[08:04:24] <_joe_>	 btullis: is it possible that the high rate of memcached errors from the dumps jobs is related to your change
[08:07:27] <_joe_>	 the timing seems suspiciously similar https://logstash.wikimedia.org/goto/2a745ba1802ed97e53c76349982b519a
[08:07:44] <btullis>	 _joe_: I doubt that it's related to yesterday's change. That was only flink related. I can't immediately think why it would have started.
[08:08:34] <_joe_>	 btullis: in any case, it seems to be a consistent problem for dumps since yesterday at 13:00Z
[08:09:29] <btullis>	 Yep, I will check it out with high priority. 
[08:11:00] <_joe_>	 and yes I also don't see how your change could cause this, tbh
[08:14:16] <btullis>	 but it's definitely in our wheelhouse, as the saying goes. 
[09:04:23] <btullis>	 I still have no idea why they suddenly started, but we now have lots of failed requests to memcached on 127.0.0.1:11213 - e.g. https://logstash.wikimedia.org/goto/d6588eb85ff96a5e9724b530a14ba9b0
[09:05:08] <btullis>	 We don't run an mcrouter container in our mediawiki pods and we never have. But perhaps we should.
[09:10:38] <btullis>	 https://github.com/wikimedia/operations-deployment-charts/blob/master/helmfile.d/dse-k8s-services/mediawiki-dumps-legacy/values.yaml#L199
[10:22:31] <_joe_>	 or run them as daemonsets, yes
[10:31:01] <btullis>	 Thanks. Can we silence or filter out these alerts while we work on this? I'm still unclear on why they suddenly started, seeing as we have been running these dumps for ~ 3 months now. They have been working fine without a connection to memcached, so I would like to understand the benefit of adding mcrouter to the setup, other than reducing the noisy errors. 

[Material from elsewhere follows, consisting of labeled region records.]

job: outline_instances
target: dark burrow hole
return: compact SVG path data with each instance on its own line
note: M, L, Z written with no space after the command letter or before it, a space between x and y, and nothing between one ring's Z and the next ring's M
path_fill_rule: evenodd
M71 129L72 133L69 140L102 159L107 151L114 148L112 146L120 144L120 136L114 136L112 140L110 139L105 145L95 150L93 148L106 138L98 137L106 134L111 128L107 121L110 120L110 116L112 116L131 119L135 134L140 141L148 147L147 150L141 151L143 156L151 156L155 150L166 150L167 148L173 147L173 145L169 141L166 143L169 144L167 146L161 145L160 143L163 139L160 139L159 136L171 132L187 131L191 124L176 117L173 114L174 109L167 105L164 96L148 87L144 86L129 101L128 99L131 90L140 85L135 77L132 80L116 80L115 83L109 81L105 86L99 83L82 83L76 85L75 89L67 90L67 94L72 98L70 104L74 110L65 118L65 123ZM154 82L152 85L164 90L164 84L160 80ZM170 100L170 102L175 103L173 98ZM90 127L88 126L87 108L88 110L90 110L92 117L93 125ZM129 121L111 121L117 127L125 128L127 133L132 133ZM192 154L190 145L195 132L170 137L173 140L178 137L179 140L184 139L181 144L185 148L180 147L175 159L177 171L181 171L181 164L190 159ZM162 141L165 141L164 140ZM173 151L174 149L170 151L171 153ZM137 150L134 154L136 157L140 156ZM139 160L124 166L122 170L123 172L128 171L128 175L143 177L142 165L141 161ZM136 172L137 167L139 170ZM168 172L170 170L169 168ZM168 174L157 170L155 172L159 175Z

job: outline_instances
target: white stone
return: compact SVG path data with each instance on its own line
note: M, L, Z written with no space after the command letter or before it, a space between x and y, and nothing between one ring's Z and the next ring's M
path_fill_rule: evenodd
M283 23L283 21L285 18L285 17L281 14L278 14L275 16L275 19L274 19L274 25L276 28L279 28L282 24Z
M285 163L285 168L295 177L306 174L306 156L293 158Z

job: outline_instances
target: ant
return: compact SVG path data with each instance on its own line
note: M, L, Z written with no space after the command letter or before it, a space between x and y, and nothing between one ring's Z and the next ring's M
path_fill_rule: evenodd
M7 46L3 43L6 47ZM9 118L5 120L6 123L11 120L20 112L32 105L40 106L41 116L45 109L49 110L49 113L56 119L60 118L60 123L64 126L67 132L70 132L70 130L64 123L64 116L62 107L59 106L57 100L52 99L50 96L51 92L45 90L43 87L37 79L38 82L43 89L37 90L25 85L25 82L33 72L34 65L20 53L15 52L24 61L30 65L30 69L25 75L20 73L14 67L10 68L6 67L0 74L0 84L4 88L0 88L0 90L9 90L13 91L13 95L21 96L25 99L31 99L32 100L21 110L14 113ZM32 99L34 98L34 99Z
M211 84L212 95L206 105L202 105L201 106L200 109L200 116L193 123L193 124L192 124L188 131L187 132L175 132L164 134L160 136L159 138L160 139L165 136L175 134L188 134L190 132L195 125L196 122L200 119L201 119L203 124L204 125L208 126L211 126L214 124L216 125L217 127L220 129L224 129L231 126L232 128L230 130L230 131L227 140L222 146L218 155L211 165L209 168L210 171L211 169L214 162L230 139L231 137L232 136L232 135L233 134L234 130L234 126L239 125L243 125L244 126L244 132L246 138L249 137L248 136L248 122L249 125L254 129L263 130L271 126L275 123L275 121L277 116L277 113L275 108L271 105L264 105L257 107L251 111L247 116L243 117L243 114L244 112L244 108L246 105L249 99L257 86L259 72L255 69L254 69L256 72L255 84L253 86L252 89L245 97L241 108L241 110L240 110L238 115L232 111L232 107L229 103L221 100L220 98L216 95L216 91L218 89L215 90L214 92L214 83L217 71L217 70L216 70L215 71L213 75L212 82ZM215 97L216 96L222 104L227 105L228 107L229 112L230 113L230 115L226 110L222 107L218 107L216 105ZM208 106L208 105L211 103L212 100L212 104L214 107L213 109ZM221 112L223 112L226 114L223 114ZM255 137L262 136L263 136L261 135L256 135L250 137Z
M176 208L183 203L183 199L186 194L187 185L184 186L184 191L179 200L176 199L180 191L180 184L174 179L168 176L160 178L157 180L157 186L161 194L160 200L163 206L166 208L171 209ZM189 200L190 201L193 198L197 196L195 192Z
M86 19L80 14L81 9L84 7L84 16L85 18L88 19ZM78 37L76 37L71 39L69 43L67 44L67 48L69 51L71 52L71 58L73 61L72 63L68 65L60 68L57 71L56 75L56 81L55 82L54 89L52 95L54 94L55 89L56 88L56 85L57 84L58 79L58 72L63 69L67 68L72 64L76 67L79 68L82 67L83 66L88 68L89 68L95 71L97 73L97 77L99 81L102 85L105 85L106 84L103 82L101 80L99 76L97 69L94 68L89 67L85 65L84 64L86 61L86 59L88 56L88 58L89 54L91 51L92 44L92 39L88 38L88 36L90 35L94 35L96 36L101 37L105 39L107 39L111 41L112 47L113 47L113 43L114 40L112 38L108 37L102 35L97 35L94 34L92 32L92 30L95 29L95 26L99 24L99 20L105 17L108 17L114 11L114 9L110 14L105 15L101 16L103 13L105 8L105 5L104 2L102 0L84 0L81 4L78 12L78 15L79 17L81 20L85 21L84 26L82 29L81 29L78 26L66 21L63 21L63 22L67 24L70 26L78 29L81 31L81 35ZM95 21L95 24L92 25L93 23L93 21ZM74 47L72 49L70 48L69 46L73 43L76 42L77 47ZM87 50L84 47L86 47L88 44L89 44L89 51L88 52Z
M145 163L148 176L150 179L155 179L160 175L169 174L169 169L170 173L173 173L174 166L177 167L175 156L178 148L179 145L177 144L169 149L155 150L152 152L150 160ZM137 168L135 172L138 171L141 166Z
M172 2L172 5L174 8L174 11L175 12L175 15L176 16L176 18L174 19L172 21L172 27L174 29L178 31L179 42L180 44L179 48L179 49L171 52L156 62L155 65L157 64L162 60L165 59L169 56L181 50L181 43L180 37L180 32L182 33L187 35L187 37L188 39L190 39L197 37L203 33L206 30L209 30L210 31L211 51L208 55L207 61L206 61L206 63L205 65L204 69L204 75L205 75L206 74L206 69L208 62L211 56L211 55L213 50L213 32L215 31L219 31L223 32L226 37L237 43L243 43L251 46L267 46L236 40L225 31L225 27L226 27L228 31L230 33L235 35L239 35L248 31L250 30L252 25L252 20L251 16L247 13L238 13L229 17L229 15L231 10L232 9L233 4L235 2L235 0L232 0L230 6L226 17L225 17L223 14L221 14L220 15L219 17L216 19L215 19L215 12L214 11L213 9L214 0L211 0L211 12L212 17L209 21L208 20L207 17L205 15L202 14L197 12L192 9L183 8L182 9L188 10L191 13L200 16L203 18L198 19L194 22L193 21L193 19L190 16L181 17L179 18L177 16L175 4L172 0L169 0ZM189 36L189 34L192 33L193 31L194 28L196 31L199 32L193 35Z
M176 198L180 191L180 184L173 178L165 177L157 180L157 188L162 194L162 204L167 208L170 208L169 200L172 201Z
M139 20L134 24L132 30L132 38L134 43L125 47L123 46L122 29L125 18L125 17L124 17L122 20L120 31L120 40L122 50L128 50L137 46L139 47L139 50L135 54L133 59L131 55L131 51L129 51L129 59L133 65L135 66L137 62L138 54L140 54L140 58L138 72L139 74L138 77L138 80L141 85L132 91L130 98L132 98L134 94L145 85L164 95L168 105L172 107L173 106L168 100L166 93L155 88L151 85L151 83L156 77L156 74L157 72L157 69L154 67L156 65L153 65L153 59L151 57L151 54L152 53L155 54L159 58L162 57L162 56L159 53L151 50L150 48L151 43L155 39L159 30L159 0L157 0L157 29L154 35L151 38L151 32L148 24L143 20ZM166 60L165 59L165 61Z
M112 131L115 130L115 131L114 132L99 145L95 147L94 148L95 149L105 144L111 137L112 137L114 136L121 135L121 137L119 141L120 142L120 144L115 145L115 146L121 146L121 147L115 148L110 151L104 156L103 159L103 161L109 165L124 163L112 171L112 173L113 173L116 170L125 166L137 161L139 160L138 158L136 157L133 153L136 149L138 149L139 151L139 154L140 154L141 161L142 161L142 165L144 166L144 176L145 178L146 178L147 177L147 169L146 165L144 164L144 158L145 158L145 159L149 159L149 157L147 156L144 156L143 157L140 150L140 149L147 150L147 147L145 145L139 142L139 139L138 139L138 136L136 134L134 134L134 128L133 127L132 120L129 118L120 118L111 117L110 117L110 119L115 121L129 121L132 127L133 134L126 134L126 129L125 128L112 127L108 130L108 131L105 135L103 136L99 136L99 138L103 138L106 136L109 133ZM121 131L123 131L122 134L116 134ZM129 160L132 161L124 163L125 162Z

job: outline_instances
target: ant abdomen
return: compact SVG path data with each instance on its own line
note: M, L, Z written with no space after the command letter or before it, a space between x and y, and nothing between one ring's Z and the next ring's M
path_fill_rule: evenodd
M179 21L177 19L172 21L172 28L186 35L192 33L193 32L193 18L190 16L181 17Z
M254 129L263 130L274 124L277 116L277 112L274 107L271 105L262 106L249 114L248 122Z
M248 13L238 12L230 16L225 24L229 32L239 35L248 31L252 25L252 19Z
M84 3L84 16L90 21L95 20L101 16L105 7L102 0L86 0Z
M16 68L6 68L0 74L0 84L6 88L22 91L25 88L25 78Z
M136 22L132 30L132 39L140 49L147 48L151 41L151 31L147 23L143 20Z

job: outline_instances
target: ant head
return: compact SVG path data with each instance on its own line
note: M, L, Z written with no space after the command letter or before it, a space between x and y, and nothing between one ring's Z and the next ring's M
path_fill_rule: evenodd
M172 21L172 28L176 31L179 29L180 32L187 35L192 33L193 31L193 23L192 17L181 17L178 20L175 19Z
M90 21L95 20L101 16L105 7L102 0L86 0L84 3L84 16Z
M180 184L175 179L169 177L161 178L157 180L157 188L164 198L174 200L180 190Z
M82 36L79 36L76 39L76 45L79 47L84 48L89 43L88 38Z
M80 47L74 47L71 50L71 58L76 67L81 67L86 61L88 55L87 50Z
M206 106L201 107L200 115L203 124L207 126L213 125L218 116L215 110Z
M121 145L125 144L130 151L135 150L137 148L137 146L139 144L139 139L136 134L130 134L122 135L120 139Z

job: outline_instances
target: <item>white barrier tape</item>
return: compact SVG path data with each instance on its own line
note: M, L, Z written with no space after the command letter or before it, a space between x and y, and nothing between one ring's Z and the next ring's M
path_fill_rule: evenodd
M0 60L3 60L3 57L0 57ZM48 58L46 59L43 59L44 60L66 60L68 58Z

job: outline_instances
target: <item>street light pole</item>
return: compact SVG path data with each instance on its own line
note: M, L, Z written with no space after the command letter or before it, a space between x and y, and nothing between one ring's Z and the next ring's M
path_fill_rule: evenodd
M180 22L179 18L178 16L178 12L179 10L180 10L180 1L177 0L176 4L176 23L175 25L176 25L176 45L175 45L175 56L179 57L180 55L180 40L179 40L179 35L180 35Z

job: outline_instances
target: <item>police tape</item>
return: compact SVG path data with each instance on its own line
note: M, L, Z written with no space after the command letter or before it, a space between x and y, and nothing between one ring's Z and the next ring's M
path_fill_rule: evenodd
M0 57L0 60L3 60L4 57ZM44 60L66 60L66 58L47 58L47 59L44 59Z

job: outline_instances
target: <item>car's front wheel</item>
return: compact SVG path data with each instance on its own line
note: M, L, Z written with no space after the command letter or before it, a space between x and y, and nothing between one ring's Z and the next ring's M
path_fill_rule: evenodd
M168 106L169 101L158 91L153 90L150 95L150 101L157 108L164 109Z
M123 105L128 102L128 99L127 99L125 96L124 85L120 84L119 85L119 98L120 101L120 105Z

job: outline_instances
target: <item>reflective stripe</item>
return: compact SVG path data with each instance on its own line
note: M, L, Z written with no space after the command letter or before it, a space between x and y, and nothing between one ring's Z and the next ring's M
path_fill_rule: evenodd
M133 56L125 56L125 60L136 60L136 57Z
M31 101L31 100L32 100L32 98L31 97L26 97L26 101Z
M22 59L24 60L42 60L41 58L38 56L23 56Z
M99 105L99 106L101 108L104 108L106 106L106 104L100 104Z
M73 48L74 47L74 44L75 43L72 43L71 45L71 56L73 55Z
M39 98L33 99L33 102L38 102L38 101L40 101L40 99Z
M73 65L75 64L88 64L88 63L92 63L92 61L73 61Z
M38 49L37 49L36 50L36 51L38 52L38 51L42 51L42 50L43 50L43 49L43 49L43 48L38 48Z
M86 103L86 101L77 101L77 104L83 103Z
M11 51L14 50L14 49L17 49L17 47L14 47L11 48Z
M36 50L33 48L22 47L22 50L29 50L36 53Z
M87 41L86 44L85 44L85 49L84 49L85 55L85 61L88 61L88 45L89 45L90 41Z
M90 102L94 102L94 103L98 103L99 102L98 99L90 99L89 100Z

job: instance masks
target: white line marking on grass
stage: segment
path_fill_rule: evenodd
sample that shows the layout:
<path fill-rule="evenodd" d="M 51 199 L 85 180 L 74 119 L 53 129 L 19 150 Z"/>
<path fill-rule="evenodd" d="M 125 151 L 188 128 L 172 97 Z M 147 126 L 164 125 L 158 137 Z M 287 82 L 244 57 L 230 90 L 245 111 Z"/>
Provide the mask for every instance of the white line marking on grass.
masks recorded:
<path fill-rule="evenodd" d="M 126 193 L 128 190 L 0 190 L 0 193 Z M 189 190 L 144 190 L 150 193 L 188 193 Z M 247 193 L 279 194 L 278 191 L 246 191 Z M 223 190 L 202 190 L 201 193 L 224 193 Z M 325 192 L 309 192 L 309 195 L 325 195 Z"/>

[14:16:10] <swfrench-wmf>	 thanks for looking into this, btullis. indeed, if these have been running all along, then it's puzzling as to why we're only seeing the errors now / so suddenly.
[14:16:10] <swfrench-wmf>	 I believe the only way to suppress the errors in the alert would be to update the expression to exclude dumps temporarily. is there a task I can reference in a TODO adjacent to where I would do that? (in which case, I can do so)
[14:16:10] <swfrench-wmf>	 although, oddly, it looks like this stopped around 9:20 UTC today?
[14:21:21] <cdanis>	 swfrench-wmf: hmm.. might it have to do with per-wiki configs?
[14:24:22] <swfrench-wmf>	 could very well be, yeah - I would say that my knowledge of "how dumps works, including what wikis are processed when and on what schedule" is near zero :)
[14:42:33] <btullis>	 It seemed to be affecting only wikidatawiki and commonswiki, but we also got some similar alerts from the wikibase dumps.
[14:45:20] <btullis>	 swfrench-wmf: If you have a patch, you could attach it to this task: T352650 - or if you wanted to make a new task for handling itm then you could add that as a parent.
[14:45:21] <stashbot>	 T352650: WE 5.4 KR - Hypothesis 5.4.4 - Q3 FY24/25 - Migrate current-generation dumps to run on kubernetes - https://phabricator.wikimedia.org/T352650
[14:47:19] <btullis>	 There is some background information on how dumps works now, here: https://wikitech.wikimedia.org/wiki/Dumps/Airflow 
[14:47:50] <btullis>	 I could also give an overview in an SRE staff meeting some time, if that would help.
[14:52:42] <swfrench-wmf>	 thanks, btullis!